Kimse demokrasinin ‘ideal’ sistem olduğunu iddia etmiyor; yine de beşeri sistemler içerisinde en kolay ve en az zararlı sistemdir demokrasi…

Türkiye’nin karşı karşıya bulunduğu devasa sorunlar da, hiç kuşkusuz, daha az demokrasi ile değil daha çok demokrasi ile çözülebilir.

Çözülmeye yüz tutmuştu zaten.

Anlaşılan ‘sistem değişikliği’ zorlanacak. Zorlansın, başarılı olur ve anayasa değişikliği paketi benimsenirse, “Hayırlı olsun” da deriz.

Yine de, o noktaya kadar, daha önce üzerinde titizlikle durulmuş temel ilkeleri hep aklımızda tutarak ve ülkeyi bölünme tehdidinden uzaklaştırarak gitsek iyi olacak.

Biraz daha dikkat.
ΩΩΩΩ

Reklam

10 YORUMLAR

  1. “Yetkilerin fazla dağınık olmadığı, birbirine benzeşen kişilerin kadrolaşıp devlet yönetiminde yer almasına imkân sağlayan, tıkanıklıkları aşmada hakeme başvurmayı, hakemin de seçimle gelmiş ve bütün sistemin anahtarını elinde tutan tek kişi olmasını getiren yeni bir sistem…” Tarifini yaptığınız ‘Başkanlık Sistemi’ ya sorunları çözmez ve hatta içinden çıkılmaz bir hâle götürürse diye de soruyorsunuz. Böyle bir sistem sorunlara nasıl etki eder? ‘Politika’ kelimesinin anlamı ‘çokyüzlülük’ değil mi? Ortaya farklı fikirler atılmadıkça sorunları nasıl çözmeyi planlıyoruz? İstanbul-Beşiktaş’taki bombalı terör saldırısından sonra TV’lere bir bakınız. Hep aynı insanlar. Kayseri’deki terör eyleminden sonra yine aynı insanlar, güvenlik uzmanları. Tamam, alanlarında uzman olabilirler. Ama benim demek istediğim Türkiye’deki terör sorunu üzerine konuşabilecek bu kadar az mı insanımız var! Terör eylemleri gerçekleşiyor aynı kişiler konuşuyor, başkanlık sistemi tartışılıyor aynı kişiler, dış politika tartışılıyor aynı kişiler, başka başka konular tartışılıyor hep aynı kişiler konuşuyor.. Dışardan bakan biri bu kişileri görüp ‘Her Alanda Uzman’ sıfatını koyar. Benim bu sitede okuduğum farklı farklı yorumlar bizim haber kanallarını (anaakım medya dahil) geçti fikir açısından. Farklı bir ses getiren bir site (ocakmedya.com) eski bir Cumhurbaşkanı’nın bir tweetinden sonra trollerin saldırısına uğruyor. Fehmi Bey İstanbul saldırısı sonrası güzel bir akıl yürütmeyle İŞİD’i (DAEŞ de deniliyor) unutmayalım diyor -sen misin bunu söyleyen- hemen ‘büyük tepki aldı’ haberleri yapılıyor -nerden almışsa o tepkiyi. Bu sitenin ilk kurulduğu gün 15 farklı IP adresinden saldırıya uğradığını söylemişti Fehmi Bey. Eğer Başkanlık sistemi bu sorunları çözecekse açık konuşalım memlekette hiçbir sorun çözümsüz kalmaz. Biz de seve seve hayırlı olsun deriz…
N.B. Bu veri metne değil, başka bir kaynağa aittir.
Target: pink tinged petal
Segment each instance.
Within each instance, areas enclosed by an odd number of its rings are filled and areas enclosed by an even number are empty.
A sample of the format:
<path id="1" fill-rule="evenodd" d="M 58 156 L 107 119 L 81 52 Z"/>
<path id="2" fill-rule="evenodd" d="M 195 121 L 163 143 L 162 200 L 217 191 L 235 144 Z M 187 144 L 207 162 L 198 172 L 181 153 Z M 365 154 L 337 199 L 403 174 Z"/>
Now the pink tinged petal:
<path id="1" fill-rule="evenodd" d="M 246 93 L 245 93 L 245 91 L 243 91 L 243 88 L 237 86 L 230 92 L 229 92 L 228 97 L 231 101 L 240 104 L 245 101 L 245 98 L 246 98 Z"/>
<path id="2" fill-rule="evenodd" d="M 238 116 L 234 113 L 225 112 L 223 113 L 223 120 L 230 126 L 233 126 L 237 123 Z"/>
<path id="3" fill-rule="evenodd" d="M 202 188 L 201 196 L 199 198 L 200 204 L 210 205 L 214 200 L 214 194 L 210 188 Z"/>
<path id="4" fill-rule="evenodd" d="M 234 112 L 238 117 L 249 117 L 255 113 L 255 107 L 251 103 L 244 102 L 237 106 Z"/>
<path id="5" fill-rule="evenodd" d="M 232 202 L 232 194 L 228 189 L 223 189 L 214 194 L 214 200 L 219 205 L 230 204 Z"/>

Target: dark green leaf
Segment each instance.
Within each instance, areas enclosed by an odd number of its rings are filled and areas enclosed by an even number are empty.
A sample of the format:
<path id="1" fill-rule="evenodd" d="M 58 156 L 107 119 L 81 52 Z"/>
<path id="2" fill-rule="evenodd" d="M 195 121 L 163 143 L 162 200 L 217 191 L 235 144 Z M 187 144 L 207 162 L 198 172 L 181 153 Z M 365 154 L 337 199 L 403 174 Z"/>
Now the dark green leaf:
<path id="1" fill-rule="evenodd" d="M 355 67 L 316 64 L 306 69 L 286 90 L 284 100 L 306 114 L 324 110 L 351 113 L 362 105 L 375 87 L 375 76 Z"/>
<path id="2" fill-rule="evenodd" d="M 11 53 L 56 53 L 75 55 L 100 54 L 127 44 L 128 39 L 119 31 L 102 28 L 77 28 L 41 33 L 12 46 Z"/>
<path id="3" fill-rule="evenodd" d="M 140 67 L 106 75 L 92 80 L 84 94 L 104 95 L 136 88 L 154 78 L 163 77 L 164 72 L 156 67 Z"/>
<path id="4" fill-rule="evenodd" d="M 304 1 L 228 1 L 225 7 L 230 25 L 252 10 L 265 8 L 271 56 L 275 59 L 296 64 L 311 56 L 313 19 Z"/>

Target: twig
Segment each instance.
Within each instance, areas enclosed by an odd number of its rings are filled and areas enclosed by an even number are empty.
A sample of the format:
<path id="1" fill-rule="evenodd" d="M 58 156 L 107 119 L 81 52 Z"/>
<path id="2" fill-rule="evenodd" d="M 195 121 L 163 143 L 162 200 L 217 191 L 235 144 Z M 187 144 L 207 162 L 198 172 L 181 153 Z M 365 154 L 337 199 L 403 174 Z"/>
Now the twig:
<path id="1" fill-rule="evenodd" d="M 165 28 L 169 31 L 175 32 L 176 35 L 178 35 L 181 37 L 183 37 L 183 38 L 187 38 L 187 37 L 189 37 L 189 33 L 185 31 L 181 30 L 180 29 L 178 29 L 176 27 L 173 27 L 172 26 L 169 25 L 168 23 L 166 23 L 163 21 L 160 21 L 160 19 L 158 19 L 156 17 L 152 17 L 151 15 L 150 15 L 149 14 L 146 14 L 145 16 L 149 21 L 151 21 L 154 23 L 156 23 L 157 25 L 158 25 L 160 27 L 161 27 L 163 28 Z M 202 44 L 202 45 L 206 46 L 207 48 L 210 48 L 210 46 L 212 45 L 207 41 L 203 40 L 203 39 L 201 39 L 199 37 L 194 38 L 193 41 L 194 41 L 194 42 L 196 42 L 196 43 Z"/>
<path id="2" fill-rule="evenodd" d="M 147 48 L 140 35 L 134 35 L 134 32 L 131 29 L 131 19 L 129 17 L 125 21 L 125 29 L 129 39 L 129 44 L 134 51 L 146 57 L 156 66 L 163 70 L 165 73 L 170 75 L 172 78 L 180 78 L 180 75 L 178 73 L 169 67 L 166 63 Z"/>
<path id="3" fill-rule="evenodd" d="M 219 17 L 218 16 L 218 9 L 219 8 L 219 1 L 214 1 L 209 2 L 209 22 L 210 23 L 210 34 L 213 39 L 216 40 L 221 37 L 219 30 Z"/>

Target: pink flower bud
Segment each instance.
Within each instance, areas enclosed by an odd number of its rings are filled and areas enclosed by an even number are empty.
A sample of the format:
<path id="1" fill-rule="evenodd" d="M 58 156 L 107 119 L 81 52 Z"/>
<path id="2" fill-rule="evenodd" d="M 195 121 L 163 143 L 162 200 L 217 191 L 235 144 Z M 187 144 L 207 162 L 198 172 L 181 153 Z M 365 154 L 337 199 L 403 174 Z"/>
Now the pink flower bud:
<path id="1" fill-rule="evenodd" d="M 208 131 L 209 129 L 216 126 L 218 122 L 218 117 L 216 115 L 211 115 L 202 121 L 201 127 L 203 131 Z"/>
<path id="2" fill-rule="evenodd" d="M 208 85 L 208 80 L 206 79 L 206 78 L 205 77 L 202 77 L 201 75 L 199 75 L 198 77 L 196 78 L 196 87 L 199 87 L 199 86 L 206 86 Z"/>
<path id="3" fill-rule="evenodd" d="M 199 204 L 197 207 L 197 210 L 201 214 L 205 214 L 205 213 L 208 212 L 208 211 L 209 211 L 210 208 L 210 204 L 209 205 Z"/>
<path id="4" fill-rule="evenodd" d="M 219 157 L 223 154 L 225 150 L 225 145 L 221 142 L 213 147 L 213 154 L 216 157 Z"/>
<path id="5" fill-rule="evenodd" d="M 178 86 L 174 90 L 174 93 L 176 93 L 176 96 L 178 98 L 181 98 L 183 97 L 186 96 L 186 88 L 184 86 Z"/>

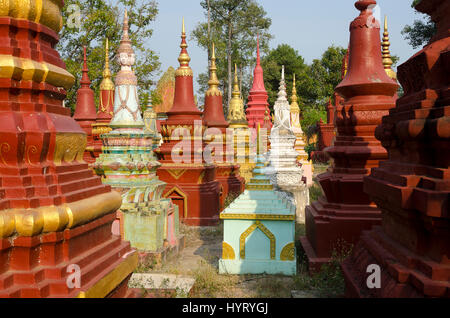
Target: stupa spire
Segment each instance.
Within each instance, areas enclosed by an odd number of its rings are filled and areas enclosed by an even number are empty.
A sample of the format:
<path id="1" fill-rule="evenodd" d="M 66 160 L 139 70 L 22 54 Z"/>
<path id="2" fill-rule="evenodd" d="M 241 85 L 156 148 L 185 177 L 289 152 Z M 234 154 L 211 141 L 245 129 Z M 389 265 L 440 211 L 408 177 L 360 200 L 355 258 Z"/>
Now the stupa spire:
<path id="1" fill-rule="evenodd" d="M 208 90 L 206 91 L 206 96 L 222 96 L 222 92 L 219 90 L 219 79 L 217 78 L 217 66 L 216 66 L 216 54 L 214 43 L 212 44 L 212 56 L 211 56 L 211 66 L 209 67 L 209 81 Z"/>
<path id="2" fill-rule="evenodd" d="M 394 70 L 392 70 L 392 64 L 394 63 L 392 62 L 391 51 L 389 50 L 391 43 L 389 42 L 387 16 L 384 17 L 383 42 L 381 43 L 381 46 L 383 48 L 382 54 L 384 69 L 386 70 L 386 73 L 390 78 L 392 78 L 393 80 L 397 80 L 397 74 L 394 72 Z"/>
<path id="3" fill-rule="evenodd" d="M 239 80 L 237 75 L 237 65 L 234 64 L 234 81 L 233 81 L 233 92 L 231 93 L 231 101 L 228 107 L 228 121 L 232 128 L 238 126 L 247 127 L 248 123 L 245 119 L 244 114 L 244 102 L 241 99 L 241 93 L 239 91 Z"/>
<path id="4" fill-rule="evenodd" d="M 105 67 L 103 69 L 103 79 L 100 83 L 100 90 L 113 91 L 114 83 L 111 80 L 111 70 L 109 69 L 109 42 L 105 44 Z"/>
<path id="5" fill-rule="evenodd" d="M 80 88 L 77 91 L 77 104 L 75 106 L 74 118 L 77 121 L 93 121 L 97 118 L 95 110 L 94 91 L 91 89 L 91 80 L 88 75 L 86 46 L 83 46 L 83 68 L 80 79 Z M 87 132 L 91 133 L 90 123 L 86 126 Z"/>
<path id="6" fill-rule="evenodd" d="M 291 113 L 300 113 L 300 107 L 298 106 L 297 88 L 295 87 L 295 73 L 294 79 L 292 81 Z"/>
<path id="7" fill-rule="evenodd" d="M 186 27 L 184 25 L 184 17 L 181 26 L 181 52 L 178 57 L 178 62 L 180 62 L 180 67 L 175 72 L 176 76 L 194 76 L 191 67 L 189 66 L 189 62 L 191 61 L 191 57 L 187 52 L 187 42 L 186 42 Z"/>
<path id="8" fill-rule="evenodd" d="M 91 80 L 89 79 L 89 69 L 87 67 L 87 58 L 86 58 L 86 46 L 83 46 L 83 69 L 81 70 L 81 80 L 80 84 L 82 88 L 89 88 L 89 85 L 91 85 Z"/>
<path id="9" fill-rule="evenodd" d="M 217 78 L 216 54 L 214 43 L 211 48 L 211 63 L 209 67 L 209 88 L 205 94 L 205 108 L 203 120 L 208 127 L 226 128 L 228 123 L 223 114 L 222 92 L 219 89 L 219 79 Z"/>

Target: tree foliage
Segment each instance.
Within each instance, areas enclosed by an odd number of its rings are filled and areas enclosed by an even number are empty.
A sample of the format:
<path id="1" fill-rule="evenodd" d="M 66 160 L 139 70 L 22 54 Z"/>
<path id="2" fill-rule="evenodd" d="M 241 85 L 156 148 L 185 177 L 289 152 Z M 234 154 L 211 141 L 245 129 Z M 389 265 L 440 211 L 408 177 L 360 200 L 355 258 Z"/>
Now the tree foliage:
<path id="1" fill-rule="evenodd" d="M 208 14 L 208 1 L 203 0 L 201 6 Z M 208 50 L 214 42 L 216 47 L 216 64 L 221 88 L 224 91 L 224 103 L 228 105 L 231 96 L 234 64 L 242 72 L 242 93 L 247 96 L 251 85 L 251 71 L 255 63 L 256 34 L 260 35 L 263 52 L 268 51 L 268 41 L 272 35 L 268 32 L 272 21 L 266 17 L 266 11 L 255 0 L 209 0 L 211 12 L 211 35 L 208 35 L 208 23 L 199 23 L 191 38 Z M 211 41 L 210 41 L 211 39 Z M 209 78 L 208 70 L 201 73 L 198 95 L 204 96 Z"/>
<path id="2" fill-rule="evenodd" d="M 430 17 L 414 20 L 412 25 L 407 25 L 402 30 L 402 35 L 408 40 L 414 49 L 426 45 L 436 34 L 436 25 Z"/>
<path id="3" fill-rule="evenodd" d="M 74 11 L 67 10 L 71 5 L 77 5 L 80 9 L 80 28 L 67 23 L 73 19 L 71 15 Z M 109 40 L 111 72 L 115 74 L 119 70 L 119 64 L 114 58 L 122 36 L 124 8 L 128 10 L 130 39 L 136 53 L 134 70 L 138 78 L 140 103 L 145 106 L 150 87 L 154 84 L 152 77 L 160 66 L 158 56 L 145 45 L 153 34 L 151 23 L 158 14 L 157 3 L 153 0 L 66 0 L 64 6 L 64 27 L 58 51 L 67 70 L 76 77 L 75 85 L 67 93 L 66 107 L 70 107 L 72 112 L 75 109 L 83 64 L 83 45 L 87 47 L 89 78 L 97 101 L 105 62 L 106 38 Z"/>

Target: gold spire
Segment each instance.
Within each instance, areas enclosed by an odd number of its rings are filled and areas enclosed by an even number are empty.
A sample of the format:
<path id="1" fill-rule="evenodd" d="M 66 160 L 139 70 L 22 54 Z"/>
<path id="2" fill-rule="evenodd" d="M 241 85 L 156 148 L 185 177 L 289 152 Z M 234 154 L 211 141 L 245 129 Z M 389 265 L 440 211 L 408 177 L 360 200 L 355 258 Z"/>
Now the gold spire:
<path id="1" fill-rule="evenodd" d="M 291 113 L 300 113 L 300 107 L 298 107 L 297 88 L 295 87 L 295 73 L 294 80 L 292 82 L 292 97 L 291 97 Z"/>
<path id="2" fill-rule="evenodd" d="M 106 39 L 105 45 L 105 68 L 103 69 L 103 79 L 100 83 L 100 90 L 113 91 L 114 83 L 111 80 L 111 71 L 109 69 L 109 44 L 108 39 Z"/>
<path id="3" fill-rule="evenodd" d="M 388 23 L 387 23 L 387 16 L 384 17 L 384 33 L 383 33 L 383 42 L 381 43 L 381 46 L 383 48 L 382 54 L 383 54 L 383 65 L 384 69 L 386 70 L 386 74 L 392 78 L 393 80 L 397 80 L 397 74 L 392 70 L 391 66 L 393 64 L 392 58 L 391 58 L 391 52 L 389 50 L 389 46 L 391 43 L 389 42 L 389 32 L 388 32 Z"/>
<path id="4" fill-rule="evenodd" d="M 175 72 L 175 77 L 178 76 L 194 76 L 194 73 L 192 72 L 191 67 L 189 66 L 189 62 L 191 61 L 191 58 L 187 52 L 187 43 L 186 43 L 186 28 L 184 26 L 184 17 L 183 22 L 181 26 L 181 52 L 180 56 L 178 57 L 178 62 L 180 62 L 180 67 Z"/>
<path id="5" fill-rule="evenodd" d="M 119 53 L 127 53 L 127 54 L 134 54 L 134 50 L 131 47 L 131 40 L 128 35 L 128 12 L 127 9 L 125 9 L 125 13 L 123 16 L 123 27 L 122 27 L 122 39 L 120 40 L 119 49 L 117 52 Z"/>
<path id="6" fill-rule="evenodd" d="M 219 79 L 217 78 L 216 67 L 216 54 L 214 43 L 212 45 L 211 66 L 209 67 L 209 88 L 206 91 L 206 96 L 222 96 L 222 92 L 219 90 Z"/>
<path id="7" fill-rule="evenodd" d="M 248 127 L 247 119 L 244 113 L 244 102 L 239 92 L 239 82 L 237 76 L 237 65 L 234 64 L 234 82 L 233 92 L 231 94 L 230 105 L 228 107 L 228 122 L 231 128 Z"/>

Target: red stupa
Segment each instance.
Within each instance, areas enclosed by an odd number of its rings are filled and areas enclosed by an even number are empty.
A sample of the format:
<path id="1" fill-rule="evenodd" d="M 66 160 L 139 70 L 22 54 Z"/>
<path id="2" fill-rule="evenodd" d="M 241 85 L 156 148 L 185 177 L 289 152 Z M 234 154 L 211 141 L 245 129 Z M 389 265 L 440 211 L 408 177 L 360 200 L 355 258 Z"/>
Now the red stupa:
<path id="1" fill-rule="evenodd" d="M 164 196 L 178 205 L 185 224 L 214 225 L 219 221 L 220 184 L 216 180 L 216 166 L 203 158 L 206 126 L 194 101 L 184 19 L 181 39 L 174 103 L 167 112 L 167 120 L 161 122 L 163 144 L 157 153 L 162 166 L 157 174 L 167 183 Z"/>
<path id="2" fill-rule="evenodd" d="M 247 101 L 247 109 L 245 111 L 248 127 L 257 128 L 258 123 L 261 127 L 269 126 L 272 129 L 272 121 L 265 121 L 266 111 L 270 114 L 269 95 L 267 94 L 266 88 L 264 86 L 264 71 L 261 67 L 261 59 L 259 54 L 259 35 L 257 38 L 257 50 L 256 50 L 256 66 L 253 71 L 253 86 L 250 89 Z M 270 134 L 270 129 L 267 132 Z"/>
<path id="3" fill-rule="evenodd" d="M 86 132 L 62 105 L 63 1 L 42 15 L 27 3 L 0 2 L 0 297 L 124 297 L 138 256 L 112 235 L 122 198 L 83 161 Z M 79 103 L 91 120 L 89 93 Z"/>
<path id="4" fill-rule="evenodd" d="M 107 134 L 112 129 L 109 127 L 109 123 L 114 115 L 114 83 L 111 80 L 111 71 L 109 69 L 109 46 L 108 39 L 106 39 L 105 46 L 105 68 L 103 69 L 103 79 L 100 83 L 100 96 L 99 105 L 97 111 L 97 119 L 92 124 L 92 138 L 93 149 L 92 154 L 95 158 L 102 153 L 102 139 L 101 134 Z"/>
<path id="5" fill-rule="evenodd" d="M 95 162 L 93 154 L 94 139 L 92 138 L 92 124 L 97 119 L 95 110 L 94 91 L 91 89 L 91 80 L 88 75 L 86 47 L 83 46 L 83 69 L 81 70 L 80 88 L 77 91 L 77 104 L 73 118 L 83 128 L 87 135 L 87 145 L 83 159 L 88 163 Z"/>
<path id="6" fill-rule="evenodd" d="M 381 223 L 380 210 L 363 191 L 363 178 L 387 158 L 375 128 L 395 106 L 398 85 L 382 64 L 380 24 L 368 8 L 374 4 L 355 4 L 361 14 L 350 25 L 348 73 L 336 88 L 345 101 L 337 106 L 334 145 L 325 149 L 333 165 L 318 176 L 325 196 L 306 208 L 301 243 L 311 271 L 328 262 L 333 250 L 340 252 L 340 245 L 355 244 L 362 230 Z"/>
<path id="7" fill-rule="evenodd" d="M 216 175 L 220 182 L 220 210 L 222 211 L 226 198 L 231 195 L 237 197 L 244 187 L 244 179 L 239 175 L 239 165 L 234 164 L 233 145 L 229 145 L 230 152 L 227 153 L 227 128 L 228 122 L 223 113 L 222 92 L 219 90 L 219 80 L 217 78 L 216 56 L 214 43 L 212 47 L 212 57 L 210 66 L 209 88 L 205 94 L 205 110 L 203 121 L 208 127 L 205 136 L 210 151 L 204 151 L 204 155 L 211 158 L 207 160 L 217 166 Z M 230 132 L 231 133 L 231 132 Z M 230 143 L 233 138 L 229 136 Z"/>
<path id="8" fill-rule="evenodd" d="M 405 94 L 377 128 L 389 159 L 364 190 L 382 226 L 363 232 L 343 264 L 348 297 L 450 298 L 450 3 L 422 0 L 416 9 L 437 33 L 398 67 Z"/>

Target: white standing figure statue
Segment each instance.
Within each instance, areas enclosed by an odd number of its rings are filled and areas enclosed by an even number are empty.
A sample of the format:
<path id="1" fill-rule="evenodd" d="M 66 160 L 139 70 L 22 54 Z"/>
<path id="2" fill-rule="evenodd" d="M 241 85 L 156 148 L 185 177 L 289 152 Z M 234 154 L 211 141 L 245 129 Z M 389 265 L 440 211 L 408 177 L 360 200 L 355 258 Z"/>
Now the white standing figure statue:
<path id="1" fill-rule="evenodd" d="M 144 127 L 137 92 L 137 78 L 132 66 L 135 54 L 128 36 L 128 15 L 125 10 L 123 34 L 118 50 L 120 71 L 115 80 L 114 117 L 110 126 L 113 129 L 141 129 Z"/>

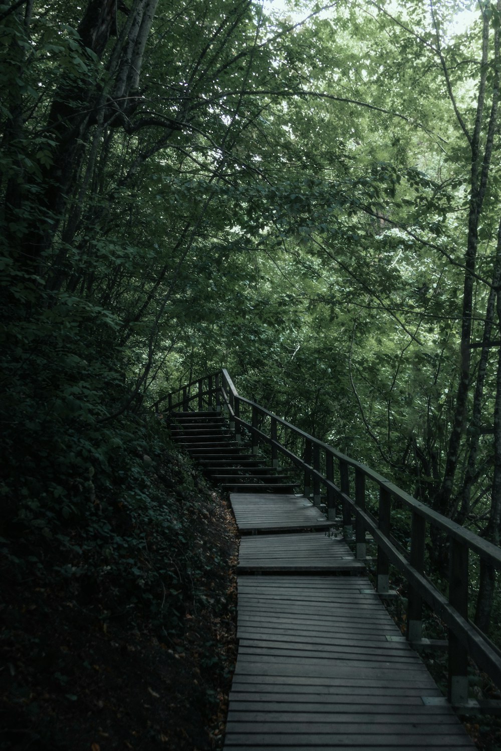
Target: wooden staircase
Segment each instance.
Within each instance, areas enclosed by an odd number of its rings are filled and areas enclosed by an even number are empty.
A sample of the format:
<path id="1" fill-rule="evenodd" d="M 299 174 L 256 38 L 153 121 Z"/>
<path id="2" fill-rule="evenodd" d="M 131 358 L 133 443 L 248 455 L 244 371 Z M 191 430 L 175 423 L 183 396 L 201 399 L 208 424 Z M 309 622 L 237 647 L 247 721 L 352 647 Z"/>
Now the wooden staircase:
<path id="1" fill-rule="evenodd" d="M 251 443 L 237 440 L 228 420 L 216 412 L 176 412 L 170 416 L 171 437 L 204 474 L 232 493 L 293 493 L 290 474 L 267 466 L 265 457 Z"/>

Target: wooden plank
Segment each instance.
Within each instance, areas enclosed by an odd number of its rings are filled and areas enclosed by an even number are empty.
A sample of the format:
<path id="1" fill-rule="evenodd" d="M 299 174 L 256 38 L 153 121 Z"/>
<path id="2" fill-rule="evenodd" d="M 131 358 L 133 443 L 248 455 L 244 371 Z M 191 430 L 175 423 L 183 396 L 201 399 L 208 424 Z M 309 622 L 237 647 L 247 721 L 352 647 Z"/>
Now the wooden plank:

  2. NEDEN BİZ HEP ALT SİSTEME KAFA YORUYORUZ?
    Sistem tartışmaları Türkiye’de maalesef köklü ve radikal bir şekilde ele alınmıyor. Sanki Başkanlık/Cumhurbaşkanlık Sistemi Tartışmalarında Unutulan/Unutturulan Bir Nokta Var: O da Türkiye’deki sistemin, ÜST ve ALT SİSTEMDEN oluşmasıdır. ÜST Sistem = Atatürkçülük (T.C. Devletinin resmi ideolojisi ve devlet politikası olarak KEMALİZM). ALT Sistem: Parlamentarizm/Başkanlık vb. Biz neden hep alt sistem üzerine tartışıyoruz da üst sistem üzerinde bir iki söz etmiyoruz? Yoksa üst sitemi bu haliyle artık kanıksadık mı?
    Benim kanaatim şu:
    Resmi ideolojik devlet yapısını simgeleyen Üst Sistem değişmediği sürece hangi alt sistem getirilirse getirilsin mahiyeti itibariyle fazla bir şey değişmeyecektir. Anayasal boyutuyla Atatürkçülük, eğitim, din-devlet ilişkilerinde vb alanlarda aynen devam edecek ve demokratik plüralizm gelişemeyecektir.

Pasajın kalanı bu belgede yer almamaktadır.